We provide predictive analytics services for Australian businesses that want to stop reacting and start anticipating. AI-powered lead scoring, churn prediction, revenue forecasting, and sales intelligence that tells you what’s coming before it happens.
The Challenge
Business decisions are still overwhelmingly reactive. Sales teams chase leads based on who came in most recently rather than who’s most likely to buy. Customer success teams discover churn after it happens. Revenue forecasts are built on hope and history rather than statistical models.
Look, the data to make better predictions already exists in most organisations. CRM records, transaction histories, engagement patterns, support tickets, website behaviour. These contain the signals that predict what’s going to happen next. But humans aren’t equipped to process thousands of data points and spot the subtle patterns that distinguish a customer about to churn from one about to expand.
According to Forrester, companies using predictive analytics are 2.9x more likely to report revenue growth above industry average. And yet most mid-market businesses are still making decisions the same way they did a decade ago.
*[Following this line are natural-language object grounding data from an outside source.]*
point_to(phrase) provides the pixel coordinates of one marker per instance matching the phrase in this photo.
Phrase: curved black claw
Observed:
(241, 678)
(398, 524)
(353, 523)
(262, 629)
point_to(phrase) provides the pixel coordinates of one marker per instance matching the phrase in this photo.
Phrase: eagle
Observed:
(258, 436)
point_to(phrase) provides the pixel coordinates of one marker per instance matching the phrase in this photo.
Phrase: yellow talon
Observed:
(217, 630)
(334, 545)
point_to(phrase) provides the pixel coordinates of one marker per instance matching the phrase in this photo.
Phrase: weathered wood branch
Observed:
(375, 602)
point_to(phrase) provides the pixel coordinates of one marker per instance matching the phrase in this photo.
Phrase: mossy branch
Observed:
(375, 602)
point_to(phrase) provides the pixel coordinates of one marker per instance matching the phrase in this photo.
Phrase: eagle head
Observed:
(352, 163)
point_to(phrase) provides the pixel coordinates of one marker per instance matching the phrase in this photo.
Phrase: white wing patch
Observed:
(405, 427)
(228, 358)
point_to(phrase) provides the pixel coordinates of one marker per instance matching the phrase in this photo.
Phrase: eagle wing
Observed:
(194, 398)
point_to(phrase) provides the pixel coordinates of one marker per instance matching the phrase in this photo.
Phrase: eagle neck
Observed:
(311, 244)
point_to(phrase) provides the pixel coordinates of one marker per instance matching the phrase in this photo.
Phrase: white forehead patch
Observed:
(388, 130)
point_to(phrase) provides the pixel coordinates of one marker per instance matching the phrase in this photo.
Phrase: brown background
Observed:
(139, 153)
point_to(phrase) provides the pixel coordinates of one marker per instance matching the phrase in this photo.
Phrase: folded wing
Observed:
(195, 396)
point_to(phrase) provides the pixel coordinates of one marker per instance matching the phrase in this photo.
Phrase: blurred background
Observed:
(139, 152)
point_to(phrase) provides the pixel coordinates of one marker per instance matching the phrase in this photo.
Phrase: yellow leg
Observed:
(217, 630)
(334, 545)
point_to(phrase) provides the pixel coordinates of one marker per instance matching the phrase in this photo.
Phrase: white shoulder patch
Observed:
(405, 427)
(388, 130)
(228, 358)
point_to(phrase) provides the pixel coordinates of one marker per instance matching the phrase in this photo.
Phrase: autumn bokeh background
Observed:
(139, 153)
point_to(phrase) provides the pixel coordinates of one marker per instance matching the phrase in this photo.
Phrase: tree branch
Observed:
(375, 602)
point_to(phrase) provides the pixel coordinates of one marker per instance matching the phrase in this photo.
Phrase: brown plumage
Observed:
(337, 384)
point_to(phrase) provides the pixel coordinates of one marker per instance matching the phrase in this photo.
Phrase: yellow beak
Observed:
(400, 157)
The cost of reactive decision-making is invisible but enormous. Every lost customer who could have been saved. Every sales hour spent on a lead that was never going to convert. Every marketing dollar poured into a channel that’s declining. These add up to millions in wasted resources. So why aren’t more businesses doing something about it?
Probably because predictive analytics has historically required data science teams, expensive platforms, and months of setup. That’s not the case anymore.
Our Approach
We build predictive models specific to your business, trained on your data, and integrated directly into the tools your teams already use. This isn’t a standalone analytics platform that requires someone to log in and check. It’s intelligence delivered where decisions are made, whether that’s your CRM, Slack, email, or a custom dashboard.
Our process starts with defining the predictions that matter most. For a SaaS company, that might be churn probability and expansion likelihood. For a B2B services firm, it could be lead-to-close conversion probability and deal size prediction. For a healthcare organisation, patient no-show prediction and referral source analysis. We identify the highest-value prediction, build a model, prove it works, and then expand.
This connects directly with our data analytics capability. In most cases, we need a solid data foundation before building predictive models, and if that foundation doesn’t exist yet, we’ll build it. Our AI strategy process helps prioritise which predictions will deliver the most business impact.
Each model is built with transparency at its core. We don’t just tell you that a customer is likely to churn. We tell you why, based on the specific factors driving the prediction. Gartner reports that organisations with explainable AI see 30% higher adoption rates among business users. This makes the output actionable: your team knows exactly what to do with each prediction.
And when predictions need to feed into more sophisticated workflows, our custom AI model development capability handles the heavy lifting. (Thing is, most businesses don’t need complex custom models to get started. A well-built prediction model on clean data outperforms a fancy one on messy data every single time.)
What We Build
| Prediction Type | Business Impact | Typical Accuracy |
|---|---|---|
| Lead Scoring | Sales teams focus on high-probability deals | 78-88% |
| Churn Prediction | Retain at-risk customers before they leave | 80-90% |
| Revenue Forecasting | Accurate pipeline projections for planning | 75-85% |
| Demand Forecasting | Optimise inventory and resource allocation | 76-86% |
| Customer Lifetime Value | Prioritise acquisition by predicted value | 72-82% |
Every model includes clear documentation, explainability features, and integration with your existing tools. We’re not interested in building black boxes.